Carhart tan seems to work well. Even better with a few grease or oil stains on it. :thumb:


----------



## MidwestMike (Jul 27, 2011)

Sorry, I posted under Coyote and Fox hunting, so I assumed people wouldn't think I was going Pheasant hunting..  Coyotes are on the hit list? Any other predators that are in season will catch some lead too.
Thanks again.
Got lots of Carhardts from being a Carpenter, both pine green, and tan...not too many oil stains though because I HATE wrenching!! oke:


----------



## Fallguy (Jan 23, 2004)

MidwestMike

If the message is showing in your OUT box, but not your SENT box yet, it means that it has not been read by Plainsman. Once the old timer reads it, it will show up in the other box.


----------



## Fallguy (Jan 23, 2004)

Never been in those states, but I like Mossy Oak Brush for those times in Central ND, where I hunt. You can get that stuff pretty cheap. My jacket in that pattern from Cabelas was 40 and the pants maybe 30 bucks. Non water proof mind you. But I wear that coat all year and just throw a white coverup over it in winter.


----------



## coyote sniper (Apr 15, 2009)

I have shot numberous coyotes while wearing blue jeans and a camo long sleeve shirt. As long as you use a little common sense when picking a place to sit. And sit still!! And you should have good luck.


----------



## Fallguy (Jan 23, 2004)

coyote sniper said:


> I have shot numberous coyotes while wearing blue jeans and a camo long sleeve shirt. As long as you use a little common sense when picking a place to sit.
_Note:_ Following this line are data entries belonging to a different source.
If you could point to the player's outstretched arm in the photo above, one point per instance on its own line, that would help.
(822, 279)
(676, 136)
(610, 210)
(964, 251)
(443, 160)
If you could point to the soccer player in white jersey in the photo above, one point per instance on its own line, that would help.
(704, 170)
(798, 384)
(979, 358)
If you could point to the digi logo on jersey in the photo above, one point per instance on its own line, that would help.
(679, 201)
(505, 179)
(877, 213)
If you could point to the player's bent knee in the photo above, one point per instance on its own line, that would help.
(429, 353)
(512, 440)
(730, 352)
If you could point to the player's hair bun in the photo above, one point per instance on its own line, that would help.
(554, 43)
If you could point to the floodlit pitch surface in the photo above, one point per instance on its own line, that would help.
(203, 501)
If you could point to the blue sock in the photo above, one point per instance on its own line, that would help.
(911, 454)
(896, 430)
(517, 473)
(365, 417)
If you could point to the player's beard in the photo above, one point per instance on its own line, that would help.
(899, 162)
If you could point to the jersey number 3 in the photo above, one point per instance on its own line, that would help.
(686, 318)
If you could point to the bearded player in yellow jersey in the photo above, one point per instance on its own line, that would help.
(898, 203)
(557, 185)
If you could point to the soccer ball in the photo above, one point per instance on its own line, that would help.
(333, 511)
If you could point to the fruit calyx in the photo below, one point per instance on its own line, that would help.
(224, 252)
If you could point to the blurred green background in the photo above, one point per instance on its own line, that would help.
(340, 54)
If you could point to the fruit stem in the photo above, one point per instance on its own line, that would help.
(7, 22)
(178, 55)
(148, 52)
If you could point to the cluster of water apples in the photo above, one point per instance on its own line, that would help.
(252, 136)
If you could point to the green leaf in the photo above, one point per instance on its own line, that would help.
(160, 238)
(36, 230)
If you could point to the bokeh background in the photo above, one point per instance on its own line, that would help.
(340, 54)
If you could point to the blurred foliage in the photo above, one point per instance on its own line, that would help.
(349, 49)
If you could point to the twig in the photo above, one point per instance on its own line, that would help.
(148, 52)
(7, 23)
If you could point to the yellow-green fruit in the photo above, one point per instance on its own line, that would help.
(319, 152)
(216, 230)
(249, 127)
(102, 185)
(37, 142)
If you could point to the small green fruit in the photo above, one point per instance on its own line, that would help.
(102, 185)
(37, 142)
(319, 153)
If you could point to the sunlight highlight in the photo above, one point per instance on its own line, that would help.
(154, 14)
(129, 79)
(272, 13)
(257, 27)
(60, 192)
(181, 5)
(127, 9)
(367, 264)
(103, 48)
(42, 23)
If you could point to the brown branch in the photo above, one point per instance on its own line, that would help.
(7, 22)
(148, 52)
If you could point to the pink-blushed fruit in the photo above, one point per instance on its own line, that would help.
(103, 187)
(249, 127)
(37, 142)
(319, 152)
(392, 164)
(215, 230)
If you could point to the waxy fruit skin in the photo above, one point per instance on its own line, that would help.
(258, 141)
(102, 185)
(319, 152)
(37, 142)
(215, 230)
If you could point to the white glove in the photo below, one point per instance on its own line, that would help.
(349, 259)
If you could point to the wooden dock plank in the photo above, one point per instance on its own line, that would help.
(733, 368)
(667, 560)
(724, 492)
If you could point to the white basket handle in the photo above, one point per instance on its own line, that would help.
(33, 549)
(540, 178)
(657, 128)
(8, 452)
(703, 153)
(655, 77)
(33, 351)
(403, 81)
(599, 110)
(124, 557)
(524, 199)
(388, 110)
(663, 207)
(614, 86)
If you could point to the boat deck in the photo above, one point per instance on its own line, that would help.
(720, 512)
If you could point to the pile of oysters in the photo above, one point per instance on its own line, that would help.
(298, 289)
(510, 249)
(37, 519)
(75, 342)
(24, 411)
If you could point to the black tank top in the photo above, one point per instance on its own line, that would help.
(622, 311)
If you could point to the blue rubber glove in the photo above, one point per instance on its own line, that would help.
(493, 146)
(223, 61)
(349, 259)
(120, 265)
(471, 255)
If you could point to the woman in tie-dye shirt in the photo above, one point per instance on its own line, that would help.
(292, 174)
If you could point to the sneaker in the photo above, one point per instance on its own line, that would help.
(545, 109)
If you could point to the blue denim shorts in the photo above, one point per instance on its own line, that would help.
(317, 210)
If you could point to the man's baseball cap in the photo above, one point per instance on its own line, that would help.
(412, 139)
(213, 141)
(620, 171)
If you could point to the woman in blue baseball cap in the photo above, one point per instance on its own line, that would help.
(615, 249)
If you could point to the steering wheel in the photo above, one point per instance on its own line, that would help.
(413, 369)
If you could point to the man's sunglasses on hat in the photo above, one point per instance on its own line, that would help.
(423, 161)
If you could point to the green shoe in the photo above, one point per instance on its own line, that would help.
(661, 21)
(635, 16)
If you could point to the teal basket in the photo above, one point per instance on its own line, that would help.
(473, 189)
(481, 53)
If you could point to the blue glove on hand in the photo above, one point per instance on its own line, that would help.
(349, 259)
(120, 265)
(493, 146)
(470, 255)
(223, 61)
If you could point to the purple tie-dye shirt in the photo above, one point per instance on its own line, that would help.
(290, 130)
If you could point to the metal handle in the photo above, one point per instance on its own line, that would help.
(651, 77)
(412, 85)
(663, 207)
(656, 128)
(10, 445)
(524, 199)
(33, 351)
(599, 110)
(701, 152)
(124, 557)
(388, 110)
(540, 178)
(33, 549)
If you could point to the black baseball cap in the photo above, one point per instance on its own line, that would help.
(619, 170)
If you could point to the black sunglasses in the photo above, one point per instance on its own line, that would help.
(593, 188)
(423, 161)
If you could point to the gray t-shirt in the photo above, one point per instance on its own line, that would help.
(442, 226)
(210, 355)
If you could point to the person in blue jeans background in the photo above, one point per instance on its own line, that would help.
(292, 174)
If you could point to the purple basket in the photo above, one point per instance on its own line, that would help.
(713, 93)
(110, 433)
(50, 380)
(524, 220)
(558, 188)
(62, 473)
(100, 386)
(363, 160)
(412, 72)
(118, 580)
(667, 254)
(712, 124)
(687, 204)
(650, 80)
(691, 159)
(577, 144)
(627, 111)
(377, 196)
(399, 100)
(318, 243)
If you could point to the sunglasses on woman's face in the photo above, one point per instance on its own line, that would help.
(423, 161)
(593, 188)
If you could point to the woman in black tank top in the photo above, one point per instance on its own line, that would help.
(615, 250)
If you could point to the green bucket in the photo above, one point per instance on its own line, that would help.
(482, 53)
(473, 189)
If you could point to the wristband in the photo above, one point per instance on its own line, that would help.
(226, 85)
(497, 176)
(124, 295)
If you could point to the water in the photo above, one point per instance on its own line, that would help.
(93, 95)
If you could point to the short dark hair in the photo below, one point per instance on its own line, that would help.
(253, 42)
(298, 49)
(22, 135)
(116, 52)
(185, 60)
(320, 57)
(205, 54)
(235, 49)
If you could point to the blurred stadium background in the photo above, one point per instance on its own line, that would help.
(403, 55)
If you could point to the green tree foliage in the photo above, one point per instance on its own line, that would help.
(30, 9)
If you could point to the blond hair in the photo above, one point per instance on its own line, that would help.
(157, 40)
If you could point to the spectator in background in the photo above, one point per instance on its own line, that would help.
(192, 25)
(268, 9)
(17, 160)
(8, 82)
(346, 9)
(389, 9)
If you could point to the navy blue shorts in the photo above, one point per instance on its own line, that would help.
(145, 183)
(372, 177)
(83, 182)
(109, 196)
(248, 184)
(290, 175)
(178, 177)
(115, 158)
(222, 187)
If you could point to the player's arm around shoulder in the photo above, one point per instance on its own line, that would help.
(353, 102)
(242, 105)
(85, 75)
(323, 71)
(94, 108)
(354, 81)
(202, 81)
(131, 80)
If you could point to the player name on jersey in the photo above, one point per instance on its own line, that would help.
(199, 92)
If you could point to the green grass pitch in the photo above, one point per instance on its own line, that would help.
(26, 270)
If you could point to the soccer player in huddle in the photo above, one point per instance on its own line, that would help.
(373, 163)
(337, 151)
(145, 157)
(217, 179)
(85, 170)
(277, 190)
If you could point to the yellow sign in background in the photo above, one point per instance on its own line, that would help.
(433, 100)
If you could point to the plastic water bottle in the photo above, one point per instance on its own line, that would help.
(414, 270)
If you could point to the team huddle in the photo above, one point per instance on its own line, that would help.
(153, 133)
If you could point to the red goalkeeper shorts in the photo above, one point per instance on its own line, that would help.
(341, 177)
And sit still!! And you should have good luck.


+1


----------



## xdeano (Jan 14, 2005)

+2 Nothing special. Just try and kind of match the BDU coat to the area, desert camo works well when the grass has burned up and is dry. regular for when it's green. Get a coat off ebay or a local thrift store for little or nothing. and put the rest of the money into ammo. 

xdeano


----------



## MidwestMike (Jul 27, 2011)

Thanks for the input guys. I went on Cabela's web site, and got lucky (for once)!! They had some Max-1 camo pull over jackets, zippered jackets, and other stuff in the "bargin cave". Got some M.O. Brush insulated pants for 27 bucks, regular price was over 50, and the Max-1 wind tamer jacket, and pull over were 17 bucks each!! Got some gloves and a mesh head piece for super cheap too. The money I saved is going to midway for some more brass to reload!! :beer:


----------